The court rightly found that such a determination is a statement of the government’s intention to take action if disobeyed and is subject to judicial review.

Hawkes Co. planned to mine peat moss on wetland property it owned in Minnesota. After numerous meetings with the company and visits to the site, the Corps concluded that there was a significant nexus between the site and the Red River of the North, waters of the U.S. as defined by the Clean Water Act, some 120 miles away.

It made a jurisdictional determination that a permit would be required before the company could move forward.

According to the Corps, this left Hawkes with only three options. It could abandon the project. It could perform the expensive and time-consuming environmental impact studies and apply for a permit. It could ignore the determination and proceed with the project and defend itself if (or when) the Environmental Protection Agency — the muscle in these cases — prosecuted.

What it could not do is contest the determination in court. According to the Corps, its jurisdictional determination was not a final government action under the Administrative Procedures Act because it neither compelled Hawkes to do anything, nor restricted its actions.
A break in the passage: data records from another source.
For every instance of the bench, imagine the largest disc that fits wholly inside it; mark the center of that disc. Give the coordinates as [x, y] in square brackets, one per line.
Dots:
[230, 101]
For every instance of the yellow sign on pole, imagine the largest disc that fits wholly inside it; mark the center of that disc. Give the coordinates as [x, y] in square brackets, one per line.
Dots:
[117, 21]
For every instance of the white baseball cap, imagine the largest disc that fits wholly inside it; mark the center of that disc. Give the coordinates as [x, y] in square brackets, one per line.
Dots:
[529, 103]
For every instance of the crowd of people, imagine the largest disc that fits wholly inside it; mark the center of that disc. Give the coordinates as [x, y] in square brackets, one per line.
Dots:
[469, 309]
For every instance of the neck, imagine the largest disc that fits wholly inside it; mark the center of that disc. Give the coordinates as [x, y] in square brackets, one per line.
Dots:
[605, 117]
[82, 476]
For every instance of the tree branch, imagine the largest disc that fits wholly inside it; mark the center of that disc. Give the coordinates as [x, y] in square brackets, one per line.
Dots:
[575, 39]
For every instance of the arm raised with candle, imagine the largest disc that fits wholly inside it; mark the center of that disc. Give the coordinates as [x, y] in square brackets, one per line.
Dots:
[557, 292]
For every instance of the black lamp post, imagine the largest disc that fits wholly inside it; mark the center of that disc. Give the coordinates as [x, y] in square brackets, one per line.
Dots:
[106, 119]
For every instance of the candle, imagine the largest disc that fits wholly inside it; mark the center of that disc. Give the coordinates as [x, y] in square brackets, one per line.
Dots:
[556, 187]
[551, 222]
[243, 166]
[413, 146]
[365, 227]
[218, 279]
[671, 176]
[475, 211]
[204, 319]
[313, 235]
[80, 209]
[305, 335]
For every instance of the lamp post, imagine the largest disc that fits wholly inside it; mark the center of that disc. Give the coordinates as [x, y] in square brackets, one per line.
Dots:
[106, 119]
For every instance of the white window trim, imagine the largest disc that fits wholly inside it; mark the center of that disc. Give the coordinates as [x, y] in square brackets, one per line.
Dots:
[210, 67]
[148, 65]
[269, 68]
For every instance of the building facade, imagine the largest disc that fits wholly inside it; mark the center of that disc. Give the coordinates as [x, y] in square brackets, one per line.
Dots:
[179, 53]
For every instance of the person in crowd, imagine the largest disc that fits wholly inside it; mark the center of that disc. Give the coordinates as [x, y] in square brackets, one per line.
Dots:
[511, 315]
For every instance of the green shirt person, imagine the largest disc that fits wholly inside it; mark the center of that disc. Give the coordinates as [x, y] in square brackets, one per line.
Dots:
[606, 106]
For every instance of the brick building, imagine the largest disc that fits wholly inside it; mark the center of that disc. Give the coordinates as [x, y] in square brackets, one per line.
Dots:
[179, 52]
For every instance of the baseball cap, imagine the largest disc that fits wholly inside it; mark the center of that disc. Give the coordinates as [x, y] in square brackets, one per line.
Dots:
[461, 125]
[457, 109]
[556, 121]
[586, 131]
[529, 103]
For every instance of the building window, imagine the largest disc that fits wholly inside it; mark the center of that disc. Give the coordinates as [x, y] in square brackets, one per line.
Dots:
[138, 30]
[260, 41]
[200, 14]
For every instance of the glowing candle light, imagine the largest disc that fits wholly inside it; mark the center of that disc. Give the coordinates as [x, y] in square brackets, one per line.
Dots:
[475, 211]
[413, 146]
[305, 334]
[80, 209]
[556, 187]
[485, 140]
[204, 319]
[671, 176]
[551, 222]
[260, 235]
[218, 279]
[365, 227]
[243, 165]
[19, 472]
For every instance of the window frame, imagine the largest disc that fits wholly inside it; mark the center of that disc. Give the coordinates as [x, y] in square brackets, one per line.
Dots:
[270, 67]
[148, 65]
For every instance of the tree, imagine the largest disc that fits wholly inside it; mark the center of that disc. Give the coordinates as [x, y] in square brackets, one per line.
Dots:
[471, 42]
That contorts both logic and the language. No one in their right mind would go forward with a project without a permit and face the possibility of ruinous fines and legal expenses. No one would go to the trouble and expense of getting a permit and then challenge the thing in court.

Without the right to judicial review, landowners really had no choice but to forget the project or submit.

That’s how the court saw it. Writing for the court, Chief Justice John Roberts said landowners “need not assume such risks while waiting for EPA to ‘drop the hammer’ in order to have their day in court.”

The Corps must now be ready to demonstrate a solid scientific basis that private property has a “significant nexus” with waterways protected by the Clean Water Act before it can require a permit.

The burden of proof must always rest with the regulator. Landowners should not evade justified regulation but must be able to thwart the tyranny of being forced to submit to the arbitrary will of the bureaucracy.